Technically, It’s Not Punishment

Months after charges were dropped against most of the (allegedly) unruly kids on their way to an (alleged) gangster’s funeral in Bushwick last May, the kids seem to be “disturbing the peace” again. This time they’ve created some discord between Brooklyn DA Charles Hynes and New York Times columnist Bob Herbert. Herbert said in his column that these kids are “not gangsters… not out of control” and accused Hynes of perpetuating “the canard” that they were. Hynes went on the Brian Lehrer Show and called Herbert “naïve” and derided him for using the word “canard.”
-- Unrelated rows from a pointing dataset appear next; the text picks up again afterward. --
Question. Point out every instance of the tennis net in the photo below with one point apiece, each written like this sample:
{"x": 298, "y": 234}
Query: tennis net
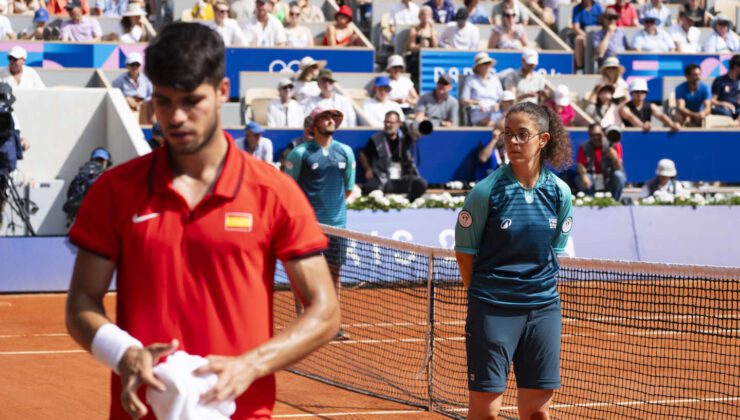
{"x": 639, "y": 340}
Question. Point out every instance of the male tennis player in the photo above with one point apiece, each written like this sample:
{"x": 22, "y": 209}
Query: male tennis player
{"x": 193, "y": 231}
{"x": 325, "y": 170}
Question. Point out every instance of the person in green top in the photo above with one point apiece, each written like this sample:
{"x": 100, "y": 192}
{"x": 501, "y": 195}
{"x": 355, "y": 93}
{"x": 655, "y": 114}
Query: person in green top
{"x": 512, "y": 226}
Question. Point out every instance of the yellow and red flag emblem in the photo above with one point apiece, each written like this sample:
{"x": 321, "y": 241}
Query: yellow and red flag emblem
{"x": 238, "y": 221}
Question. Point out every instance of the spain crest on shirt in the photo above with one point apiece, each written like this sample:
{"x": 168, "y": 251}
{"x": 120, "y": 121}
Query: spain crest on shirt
{"x": 240, "y": 222}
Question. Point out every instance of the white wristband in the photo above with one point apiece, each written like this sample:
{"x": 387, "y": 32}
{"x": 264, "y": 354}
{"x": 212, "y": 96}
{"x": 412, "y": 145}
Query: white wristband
{"x": 110, "y": 344}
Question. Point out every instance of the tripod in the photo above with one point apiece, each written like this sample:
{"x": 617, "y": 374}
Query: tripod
{"x": 9, "y": 194}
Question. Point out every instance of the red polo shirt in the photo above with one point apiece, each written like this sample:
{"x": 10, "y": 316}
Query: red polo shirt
{"x": 203, "y": 276}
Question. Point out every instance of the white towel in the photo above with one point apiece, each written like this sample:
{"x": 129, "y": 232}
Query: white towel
{"x": 181, "y": 400}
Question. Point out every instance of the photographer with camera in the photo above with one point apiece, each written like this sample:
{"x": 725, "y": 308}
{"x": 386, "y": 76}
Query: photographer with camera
{"x": 599, "y": 162}
{"x": 388, "y": 158}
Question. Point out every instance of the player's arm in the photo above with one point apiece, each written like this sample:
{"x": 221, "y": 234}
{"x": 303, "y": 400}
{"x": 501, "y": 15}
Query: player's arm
{"x": 317, "y": 325}
{"x": 88, "y": 324}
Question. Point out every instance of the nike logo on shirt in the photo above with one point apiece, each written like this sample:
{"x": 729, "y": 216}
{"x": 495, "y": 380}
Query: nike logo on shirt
{"x": 144, "y": 217}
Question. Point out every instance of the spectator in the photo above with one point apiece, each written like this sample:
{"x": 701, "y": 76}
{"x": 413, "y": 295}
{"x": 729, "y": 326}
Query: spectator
{"x": 460, "y": 35}
{"x": 657, "y": 9}
{"x": 442, "y": 10}
{"x": 509, "y": 35}
{"x": 136, "y": 87}
{"x": 522, "y": 16}
{"x": 726, "y": 92}
{"x": 476, "y": 14}
{"x": 228, "y": 28}
{"x": 611, "y": 39}
{"x": 527, "y": 84}
{"x": 306, "y": 85}
{"x": 388, "y": 161}
{"x": 599, "y": 163}
{"x": 297, "y": 36}
{"x": 39, "y": 30}
{"x": 665, "y": 181}
{"x": 254, "y": 144}
{"x": 626, "y": 11}
{"x": 693, "y": 98}
{"x": 421, "y": 36}
{"x": 438, "y": 106}
{"x": 134, "y": 26}
{"x": 696, "y": 12}
{"x": 652, "y": 38}
{"x": 402, "y": 88}
{"x": 722, "y": 39}
{"x": 380, "y": 104}
{"x": 684, "y": 34}
{"x": 482, "y": 91}
{"x": 113, "y": 8}
{"x": 585, "y": 14}
{"x": 17, "y": 74}
{"x": 285, "y": 112}
{"x": 328, "y": 99}
{"x": 405, "y": 13}
{"x": 80, "y": 28}
{"x": 310, "y": 13}
{"x": 638, "y": 112}
{"x": 605, "y": 110}
{"x": 560, "y": 103}
{"x": 263, "y": 29}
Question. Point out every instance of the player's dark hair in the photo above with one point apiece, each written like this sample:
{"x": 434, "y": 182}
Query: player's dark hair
{"x": 184, "y": 55}
{"x": 690, "y": 68}
{"x": 557, "y": 152}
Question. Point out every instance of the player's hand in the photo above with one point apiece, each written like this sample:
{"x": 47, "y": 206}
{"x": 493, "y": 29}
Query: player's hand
{"x": 136, "y": 369}
{"x": 235, "y": 375}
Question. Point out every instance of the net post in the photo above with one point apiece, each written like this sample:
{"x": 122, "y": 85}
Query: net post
{"x": 430, "y": 332}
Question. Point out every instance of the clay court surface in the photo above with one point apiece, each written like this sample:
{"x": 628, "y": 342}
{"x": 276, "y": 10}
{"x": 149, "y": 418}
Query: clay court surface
{"x": 46, "y": 375}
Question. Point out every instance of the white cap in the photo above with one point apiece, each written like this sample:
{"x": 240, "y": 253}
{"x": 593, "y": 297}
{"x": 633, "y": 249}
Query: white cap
{"x": 530, "y": 56}
{"x": 395, "y": 61}
{"x": 666, "y": 167}
{"x": 638, "y": 85}
{"x": 562, "y": 95}
{"x": 134, "y": 57}
{"x": 508, "y": 96}
{"x": 18, "y": 52}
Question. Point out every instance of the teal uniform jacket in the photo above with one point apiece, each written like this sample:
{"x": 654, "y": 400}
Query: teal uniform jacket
{"x": 515, "y": 234}
{"x": 324, "y": 174}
Hynes expressed “surprise” that a “bright fellow” like Herbert missed the distinction between a community service order (with a sealed record) and a plea bargain that would leave a “blot” on a kid’s record (as Herbert had suggested in his column). But seizing on this technical misunderstanding misses the real point: why, in the absence of evidence, should the kids be required to accept anything punitive, even “mere” community service that no one’s ever allowed to ask about? Herbert asked, “why should it take more than nine months to resolve charges of unlawful assembly and disorderly conduct?” Without accepting his conclusions, I think these are fair questions to raise.

Hynes is right: “Bob Herbert is not a lawyer.” But I wouldn’t hold that against him.